Libye : Le renversement du régime de Kadhafi sans préparation est une « erreur stratégique »

Publié par DKNews le 16-09-2016, 17h01 | 52

Le renversement, sans préparation, de Mouammar Kadhafi, au cours des événements ayant plongé la Libye dans l'anarchie, fut une «erreur stratégique» des Occidentaux, a affirmé le chercheur français Thierry de Montbrial, dans une analyse.

«L’une des erreurs stratégiques de la présente décennie a été de provoquer la chute du colonel Kadhafi sans la moindre préparation pour la suite», a écrit Thierry de Montbrial, président de l’Institut français des relations internationales (IFRI), dans une longue analyse sur les perspectives mondiales, parue dans Ramses 2017, un rapport annuel mondial sur le système économique et les stratégies.

Pour cet enseignant universitaire et chercheur français en économie et relations internationales, la Libye est devenue «un carrefour opérationnel» pour la pénétration du terrorisme en Afrique et «un portail» pour les mouvements migratoires, estimant que la mise en place en 2015 d’un gouvernement d’union nationale, sous les auspices de l’Onu, est «un résultat fragile mais encourageant».

Thierry de Montbrial, qui est également membre de l'Académie des sciences morales et politiques depuis 1992, a indiqué que «si les Occidentaux ont une leçon à tirer de l’histoire du Moyen-Orient au sens large +de Afghanistan à l’Afrique du Nord+, depuis la chute de l’Union soviétique, c’est qu’on ne joue pas impunément avec les régimes d’autrui».

«Quand on est conduit à interférer avec les affaires intérieures des autres, les passions domestiques ou l’idéologie ne sont jamais bonnes conseillères», a-t-il souligné, faisant remarquer que «Paris et Londres l’avaient oublié en Libye».

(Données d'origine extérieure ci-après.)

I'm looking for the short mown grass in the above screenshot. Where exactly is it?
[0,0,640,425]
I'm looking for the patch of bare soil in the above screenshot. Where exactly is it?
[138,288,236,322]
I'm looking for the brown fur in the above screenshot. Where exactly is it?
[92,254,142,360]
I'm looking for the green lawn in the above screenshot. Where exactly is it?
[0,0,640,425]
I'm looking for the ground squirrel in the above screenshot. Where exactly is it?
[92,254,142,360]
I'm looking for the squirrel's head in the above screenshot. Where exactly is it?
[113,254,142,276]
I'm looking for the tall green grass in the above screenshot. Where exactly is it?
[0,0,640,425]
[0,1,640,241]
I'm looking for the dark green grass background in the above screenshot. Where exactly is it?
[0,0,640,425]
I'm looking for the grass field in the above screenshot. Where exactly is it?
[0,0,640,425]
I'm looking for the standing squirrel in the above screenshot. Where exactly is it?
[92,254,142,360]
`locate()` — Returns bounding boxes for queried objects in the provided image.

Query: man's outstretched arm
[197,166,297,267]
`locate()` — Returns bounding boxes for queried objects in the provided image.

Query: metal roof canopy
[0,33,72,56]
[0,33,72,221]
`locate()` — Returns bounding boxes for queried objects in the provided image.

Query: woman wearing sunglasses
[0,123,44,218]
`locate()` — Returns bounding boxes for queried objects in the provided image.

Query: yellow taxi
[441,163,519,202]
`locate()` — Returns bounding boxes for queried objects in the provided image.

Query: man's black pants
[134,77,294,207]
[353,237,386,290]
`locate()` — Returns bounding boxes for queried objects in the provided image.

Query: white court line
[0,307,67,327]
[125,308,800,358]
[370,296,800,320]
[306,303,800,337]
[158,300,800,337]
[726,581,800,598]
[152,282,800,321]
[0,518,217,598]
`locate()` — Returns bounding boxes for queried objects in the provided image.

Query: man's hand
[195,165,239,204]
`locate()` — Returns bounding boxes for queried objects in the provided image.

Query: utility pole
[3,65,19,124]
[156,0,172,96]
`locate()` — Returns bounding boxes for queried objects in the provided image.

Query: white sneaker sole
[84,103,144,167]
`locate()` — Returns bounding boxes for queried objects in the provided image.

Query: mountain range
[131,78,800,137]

Il a estimé, par ailleurs, que la sécurité de l’Afrique du Nord «est plus que jamais une question essentielle, et la condition de base pour toute coopération ambitieuse au développement de l’Afrique dans son ensemble».

Dans ce sens, il a affirmé que l’Afrique a géopolitiquement vocation comme «le continent en développement complémentaire de l’Europe», relevant que les Etats européens «n’ont jamais cherché sérieusement à s’entendre pour élaborer une politique cohérente et robuste dans ce domaine».

«Le vaste continent africain, insuffisamment organisé par lui-même, reste ouvert à toutes les convoitises d’acteurs immédiatement intéressés par l’accès à ses immenses ressources que par la participation à un effort de longue durée pour assurer sa stabilité», a-t-il soutenu, précisant que le décollage économique de l’Afrique «reste une réalité porteuses de grandes espérances».

Toutefois, a-t-il averti, à court et moyen termes, «on risque de voir se poursuivre l’implantation de mouvements issus du fondamentalisme islamiste et les actions terroristes».